The stalking-horse, originally, was a horse trained for the purpose and covered with trappings, so as to conceal the sportsman from the game. It was particularly useful to the archer by enabling him to approach the birds, without being seen by them, near enough to reach them with his arrows. As it was not always convenient to use a real horse for this purpose, the fowler had recourse to an artificial one, made of stuffed canvas and painted like a horse, but light enough to be moved with one hand. Hence stalking-horse came to be used figuratively for anything put forward to conceal a more important object, or to mask one's real intention. Thus an old writer describes a hypocrite as one "that makes religion his stalking-horse."
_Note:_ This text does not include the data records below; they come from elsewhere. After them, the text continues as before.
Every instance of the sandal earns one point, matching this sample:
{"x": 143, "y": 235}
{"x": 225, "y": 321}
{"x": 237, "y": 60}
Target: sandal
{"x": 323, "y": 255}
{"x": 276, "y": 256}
In the Midsummer-Night's Dream (iii, 2. 20) Puck, describing the fright of the clowns when Bottom makes his appearance with the ass's head on his shoulders, says:—
"Anon his Thisbe must be answered,
And forth my mimic comes. When they him spy,
As wild geese that the creeping fowler eye,
Or russet-pated choughs, many in sort,
Rising and cawing at the gun's report,
Sever themselves and madly sweep the sky,
So at his sight away his fellows fly."
In 1 Henry IV. (iv. 2. 21) Falstaff says that his recruits are "such as fear the report of a caliver [musket] worse than a struck fowl or a hurt wild-duck." And in Much Ado (ii. 1. 209) Benedick says of Claudio, who runs away from his friend's bantering: "Alas, poor hurt fowl! now will he creep into sedges"; that is, he will go and brood over his vexation in solitude.